Note: This market review was published on October 16th, 2019 and may not be reflective of current market or investing issues.
The third quarter of 2019 was a wild ride for U.S. Markets. The S&P 500 hit a new all-time high of 3,027.98 in July only to sell off more than 6.5% by early August. Many of the risks that were influencing markets in the second quarter are still relevant today. There has been little progress made in the trade war between the United States and China, tensions in the Middle East have continued to escalate, and the latest deadline for Brexit is less than a month away.
During the third quarter, the Federal Reserve followed through on their dovish commentary by cutting their benchmark rate by 0.25% in July and September. The future path for the Fed is still in question however.
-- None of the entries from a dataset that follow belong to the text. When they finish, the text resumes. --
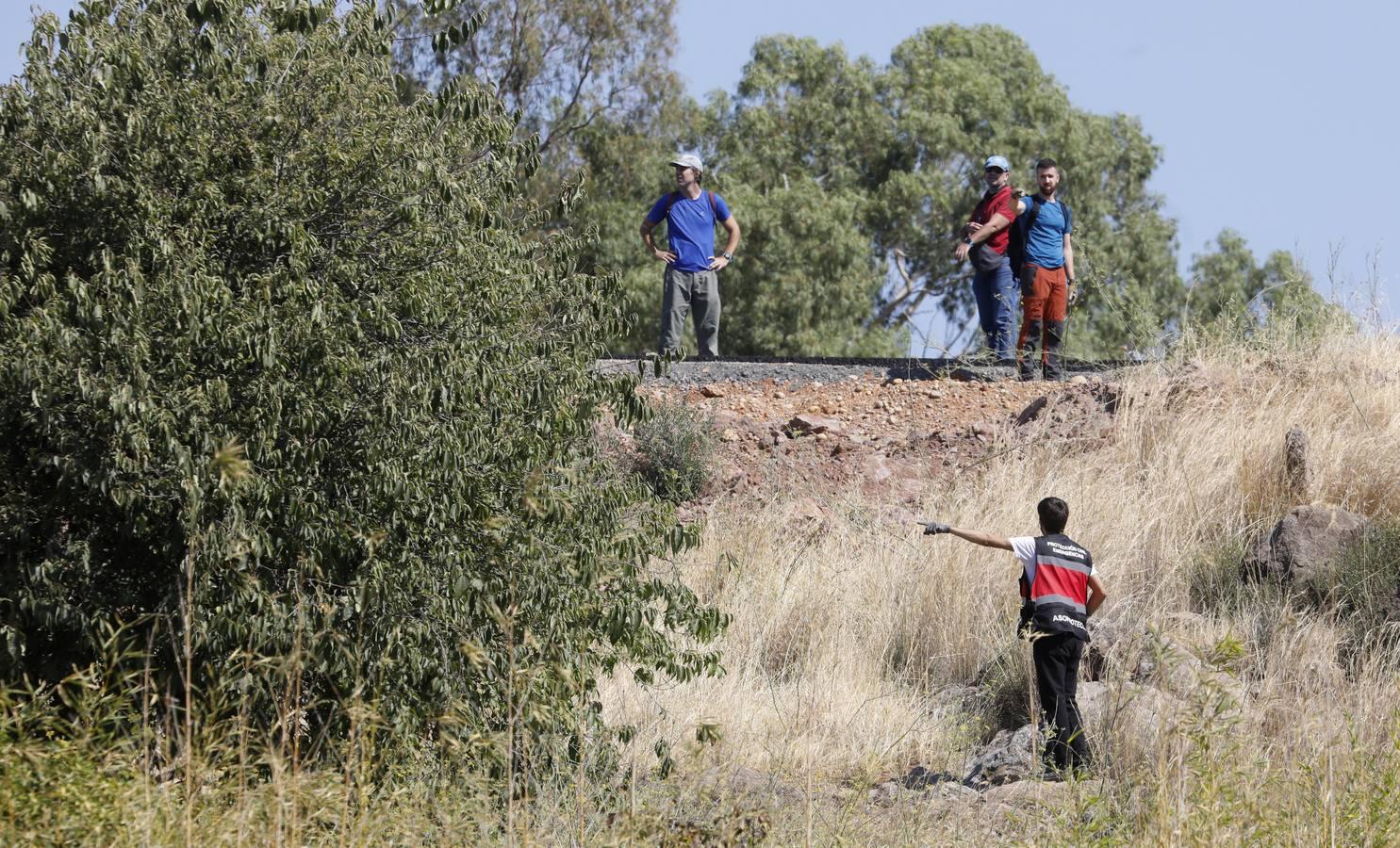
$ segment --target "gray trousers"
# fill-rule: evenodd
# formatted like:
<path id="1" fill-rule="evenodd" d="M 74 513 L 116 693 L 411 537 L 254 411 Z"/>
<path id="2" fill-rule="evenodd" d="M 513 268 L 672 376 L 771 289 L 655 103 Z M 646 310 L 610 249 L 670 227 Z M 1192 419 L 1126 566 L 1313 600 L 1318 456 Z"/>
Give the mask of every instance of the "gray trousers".
<path id="1" fill-rule="evenodd" d="M 661 353 L 680 350 L 680 333 L 692 309 L 700 357 L 713 360 L 720 355 L 720 276 L 668 267 L 661 294 Z"/>

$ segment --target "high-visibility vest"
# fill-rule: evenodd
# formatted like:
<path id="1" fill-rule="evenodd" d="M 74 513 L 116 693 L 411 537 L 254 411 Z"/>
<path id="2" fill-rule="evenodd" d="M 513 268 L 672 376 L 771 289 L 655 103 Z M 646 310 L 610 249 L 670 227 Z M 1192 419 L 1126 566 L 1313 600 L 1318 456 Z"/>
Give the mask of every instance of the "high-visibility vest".
<path id="1" fill-rule="evenodd" d="M 1064 533 L 1036 536 L 1035 565 L 1021 575 L 1021 596 L 1035 609 L 1035 630 L 1089 641 L 1085 605 L 1092 571 L 1093 557 Z"/>

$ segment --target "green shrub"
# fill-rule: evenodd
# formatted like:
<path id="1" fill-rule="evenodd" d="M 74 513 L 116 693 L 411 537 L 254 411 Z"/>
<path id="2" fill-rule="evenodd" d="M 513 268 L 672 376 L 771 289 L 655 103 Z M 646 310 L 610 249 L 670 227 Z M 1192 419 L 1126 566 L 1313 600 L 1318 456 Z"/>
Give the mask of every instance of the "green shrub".
<path id="1" fill-rule="evenodd" d="M 1336 612 L 1351 652 L 1400 642 L 1400 525 L 1373 525 L 1348 546 L 1319 599 Z"/>
<path id="2" fill-rule="evenodd" d="M 643 410 L 591 368 L 617 280 L 540 235 L 577 186 L 533 206 L 494 95 L 405 104 L 337 6 L 94 0 L 0 90 L 0 676 L 126 624 L 150 691 L 514 767 L 619 662 L 714 672 L 724 617 L 591 448 Z"/>
<path id="3" fill-rule="evenodd" d="M 634 467 L 658 497 L 682 504 L 700 495 L 714 472 L 708 416 L 683 402 L 662 400 L 634 435 Z"/>

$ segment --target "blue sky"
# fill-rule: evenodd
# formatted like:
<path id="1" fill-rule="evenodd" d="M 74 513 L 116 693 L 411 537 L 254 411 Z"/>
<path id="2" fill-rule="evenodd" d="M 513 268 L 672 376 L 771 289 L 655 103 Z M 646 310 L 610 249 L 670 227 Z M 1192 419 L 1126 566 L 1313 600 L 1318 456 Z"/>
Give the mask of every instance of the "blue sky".
<path id="1" fill-rule="evenodd" d="M 73 1 L 35 6 L 62 15 Z M 20 70 L 29 7 L 0 0 L 0 78 Z M 1383 182 L 1400 153 L 1390 92 L 1400 4 L 679 0 L 676 67 L 704 95 L 735 85 L 762 35 L 841 42 L 883 63 L 896 43 L 941 22 L 1005 27 L 1075 105 L 1142 120 L 1163 151 L 1152 185 L 1177 221 L 1183 270 L 1232 227 L 1260 259 L 1299 253 L 1317 288 L 1352 309 L 1371 299 L 1375 278 L 1383 318 L 1400 318 L 1400 215 Z"/>
<path id="2" fill-rule="evenodd" d="M 1378 278 L 1383 319 L 1400 318 L 1400 215 L 1383 182 L 1400 154 L 1400 4 L 679 0 L 676 66 L 701 95 L 732 90 L 762 35 L 841 42 L 885 63 L 945 22 L 1005 27 L 1075 105 L 1142 120 L 1162 147 L 1152 185 L 1177 221 L 1183 273 L 1232 227 L 1260 260 L 1301 255 L 1331 297 L 1340 245 L 1336 295 L 1361 311 Z"/>

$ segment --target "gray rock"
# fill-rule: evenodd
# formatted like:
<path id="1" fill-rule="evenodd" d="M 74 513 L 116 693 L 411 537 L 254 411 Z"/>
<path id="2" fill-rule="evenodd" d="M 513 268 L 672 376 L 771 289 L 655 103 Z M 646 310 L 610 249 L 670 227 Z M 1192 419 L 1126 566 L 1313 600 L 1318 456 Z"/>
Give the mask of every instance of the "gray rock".
<path id="1" fill-rule="evenodd" d="M 925 789 L 934 784 L 958 782 L 958 778 L 946 771 L 930 771 L 923 765 L 916 765 L 904 775 L 906 789 Z"/>
<path id="2" fill-rule="evenodd" d="M 1294 427 L 1284 437 L 1284 486 L 1295 502 L 1312 500 L 1312 469 L 1308 466 L 1308 434 Z"/>
<path id="3" fill-rule="evenodd" d="M 868 798 L 871 803 L 889 806 L 904 795 L 904 792 L 907 791 L 899 781 L 885 781 L 883 784 L 875 784 L 875 786 L 871 788 Z"/>
<path id="4" fill-rule="evenodd" d="M 965 786 L 963 784 L 953 781 L 951 784 L 935 784 L 932 789 L 930 789 L 928 796 L 934 800 L 966 802 L 979 800 L 981 793 L 972 786 Z"/>
<path id="5" fill-rule="evenodd" d="M 1001 730 L 967 763 L 969 786 L 997 786 L 1022 781 L 1040 767 L 1040 735 L 1035 725 Z"/>
<path id="6" fill-rule="evenodd" d="M 1302 582 L 1324 578 L 1368 523 L 1365 516 L 1345 509 L 1294 507 L 1245 554 L 1242 577 Z"/>
<path id="7" fill-rule="evenodd" d="M 804 413 L 801 416 L 792 416 L 792 420 L 787 425 L 788 432 L 802 434 L 802 435 L 816 435 L 819 432 L 840 432 L 841 423 L 836 418 L 823 418 L 822 416 L 812 416 Z"/>

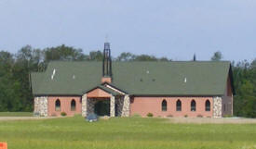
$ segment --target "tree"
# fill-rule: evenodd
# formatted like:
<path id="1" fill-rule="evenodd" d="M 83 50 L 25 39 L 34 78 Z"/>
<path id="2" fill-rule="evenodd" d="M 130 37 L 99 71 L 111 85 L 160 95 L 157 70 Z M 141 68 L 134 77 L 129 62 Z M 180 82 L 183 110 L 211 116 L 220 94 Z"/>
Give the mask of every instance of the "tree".
<path id="1" fill-rule="evenodd" d="M 210 59 L 212 61 L 220 61 L 222 59 L 222 54 L 220 51 L 217 51 L 213 54 L 213 56 Z"/>
<path id="2" fill-rule="evenodd" d="M 75 49 L 71 46 L 66 46 L 65 44 L 57 47 L 46 48 L 44 53 L 46 62 L 49 62 L 51 60 L 77 61 L 84 60 L 86 56 L 82 53 L 82 49 Z"/>
<path id="3" fill-rule="evenodd" d="M 134 61 L 157 61 L 157 58 L 154 56 L 140 55 L 135 56 Z"/>
<path id="4" fill-rule="evenodd" d="M 89 52 L 89 60 L 93 61 L 102 61 L 103 60 L 103 54 L 101 51 L 91 51 Z"/>
<path id="5" fill-rule="evenodd" d="M 117 56 L 116 61 L 132 61 L 135 57 L 136 56 L 129 52 L 123 52 Z"/>

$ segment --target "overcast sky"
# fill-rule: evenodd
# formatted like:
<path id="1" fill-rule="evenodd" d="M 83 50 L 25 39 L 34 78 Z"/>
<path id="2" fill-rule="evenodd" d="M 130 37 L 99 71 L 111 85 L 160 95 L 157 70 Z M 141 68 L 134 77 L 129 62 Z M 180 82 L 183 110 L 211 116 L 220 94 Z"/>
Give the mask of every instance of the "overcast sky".
<path id="1" fill-rule="evenodd" d="M 209 60 L 256 57 L 256 0 L 0 0 L 0 50 L 66 44 Z"/>

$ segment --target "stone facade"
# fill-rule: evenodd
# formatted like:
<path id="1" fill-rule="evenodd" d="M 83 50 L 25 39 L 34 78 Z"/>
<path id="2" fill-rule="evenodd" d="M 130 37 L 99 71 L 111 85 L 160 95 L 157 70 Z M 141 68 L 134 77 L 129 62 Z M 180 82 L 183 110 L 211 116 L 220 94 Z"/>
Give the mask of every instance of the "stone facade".
<path id="1" fill-rule="evenodd" d="M 82 96 L 82 116 L 87 117 L 88 115 L 88 97 L 87 94 Z"/>
<path id="2" fill-rule="evenodd" d="M 111 95 L 110 97 L 110 117 L 115 117 L 115 97 Z"/>
<path id="3" fill-rule="evenodd" d="M 88 114 L 94 113 L 94 106 L 97 103 L 97 99 L 88 98 Z"/>
<path id="4" fill-rule="evenodd" d="M 40 117 L 48 116 L 48 99 L 47 96 L 34 97 L 34 113 Z"/>
<path id="5" fill-rule="evenodd" d="M 123 100 L 123 108 L 122 108 L 122 115 L 121 117 L 128 117 L 129 116 L 129 95 L 126 94 Z"/>
<path id="6" fill-rule="evenodd" d="M 221 97 L 213 97 L 213 118 L 222 118 L 222 99 Z"/>

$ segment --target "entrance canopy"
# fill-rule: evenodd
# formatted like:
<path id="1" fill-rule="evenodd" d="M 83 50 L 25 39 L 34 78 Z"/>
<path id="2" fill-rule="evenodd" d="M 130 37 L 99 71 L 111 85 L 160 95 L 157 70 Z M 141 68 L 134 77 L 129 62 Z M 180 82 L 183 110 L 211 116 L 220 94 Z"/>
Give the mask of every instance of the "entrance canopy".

Chairman Powell continues to say that these rate cuts are not part of a cyclical change, rather a mid-cycle correction, meaning that he would prefer not to continue to cut rates in the future. In addition to rate cuts, the Fed also had to intervene in over-night lending markets in order to provide liquidity as there have been multiple spikes in the overnight rate due to a lack of dollar liquidity. If the dollar liquidity issue continues, and the Fed is unable to provide sufficient capital through their current repo operations, a new quantitative easing (QE) cycle might begin.
The trade war between the U.S. and China has seen little progress with increased tariffs from both sides. Tensions have come down over the last few weeks as a potential deal has been tentatively reached. The deal is said to be implemented in phases with the first phase being China purchasing more American agricultural products, primarily soy beans, and the United States agreeing to stop increasing tariffs. No tariffs have been removed at this point; however, pending the first phase of the trade deal, some tariffs have been delayed from the third quarter to the end of the fourth quarter after the holiday shopping season.
Tensions in the Middle East continue to be a significant threat, especially to the oil market. Oil had its largest one day move in history in September following an attack on the largest oil refinery in the world, located in Saudi Arabia. The United States has blamed Iran for the attacks, which has continued to degrade relations between the two nations. While there has not yet been a response to the attack, it is unlikely that tensions will subside anytime soon.
Over the next few months it is likely that central banks around the world will continue stimulus both by cutting rates and by resuming, or increasing, QE. Earnings for U.S. companies are likely to disappoint when they report third quarter results, which could lead to a short-term consolidation in equity markets. As central banks continue to provide stimulus, we will likely see equity markets pick up later in the fourth quarter or early in 2020, although a global recession continues to be a viable threat.